Локи все-таки будет судить асгардский суд?
Шрифт:
— Любая дружба в поселении мнима, — Хагалар сделал вид, что пропустил все обвинения мимо ушей. — Будь осторожна, девочка моя, ведь Раиду непредсказуем. Не забывай, что некоторые асы приходят и уходят, а некоторые — всегда рядом.
Беркана легонько кивнула и попыталась незаметно выскользнуть из крепких объятий. Не успела она этого сделать, как в комнату вошел Лагур. Что бы он подумал, если бы увидел мастера магии и магиолога, обнимающихся в пустом доме! Беркана чуть не отпрыгнула от мага подальше. И отпрыгнула бы, если бы не запнулась о скамейку, не удержала равновесия и не упала, больно ударившись локтем о край стола. Румянец снова заиграл на щеках. Хагалар молча помог ей подняться, а отрешенный естественник ни на что не обратил внимания. Он подошел к маленькому сундучку, открыл его, взял какую-то старинную книжку и ушел столь же быстро, сколь и появился,
Комментарий к Глава 44 А вот так выглядит рисунок Берканы: http://vk.com/wall-57908144_21
====== Глава 45 ======
Ивар с большим трудом убедил брата оставить думы о мести мастеру магии, по крайней мере, на ближайшее время, хотя, казалось, сделать это совершенно невозможно. «Ты нужен Локи живым, а не мертвым или изгнанным», — твердил он несколько ночей подряд под одобрительные кивки Берканы. Раиду долго сопротивлялся, но потом все-таки пообещал отложить изощренную месть на пару столетий. Ивар вздохнул спокойно: либо Раиду забудет о расплате, либо Хагалар сам умрет — все же он уже немолод, да и недругов у него предостаточно.
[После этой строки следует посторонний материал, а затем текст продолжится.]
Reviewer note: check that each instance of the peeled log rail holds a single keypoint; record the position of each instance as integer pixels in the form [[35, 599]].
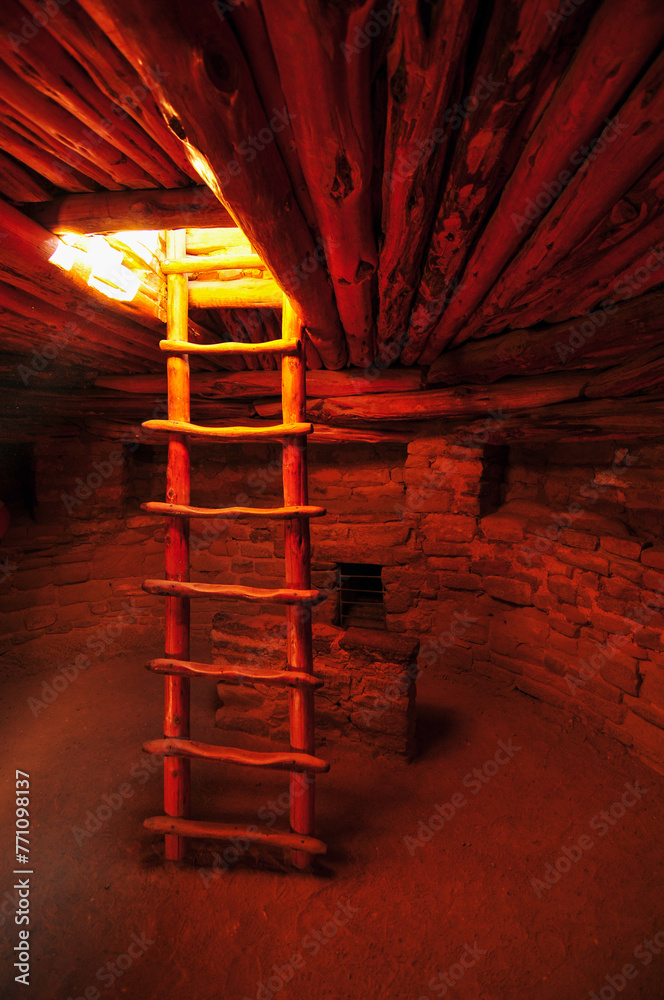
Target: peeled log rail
[[114, 211], [214, 122], [231, 347], [228, 433], [255, 595], [194, 750], [213, 262], [223, 241], [596, 340], [231, 831], [235, 675], [233, 513], [602, 69], [255, 293]]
Красноречие Ивара, его уникальная способность доходчиво излагать мысли, привлекая собеседника на свою сторону, доставшаяся от матери, действовала на любого, за исключением, конечно же, мастера магии: тот не только был тверд и непреклонен в своем решении, но даже не удосужился поведать Локи обо всех тонкостях наказания. Никто не позаботился о том, чтобы раскрыть царевичу глаза на истинную суть происходящего, как это сделал несколько столетий назад мастер естественной науки для Ивара.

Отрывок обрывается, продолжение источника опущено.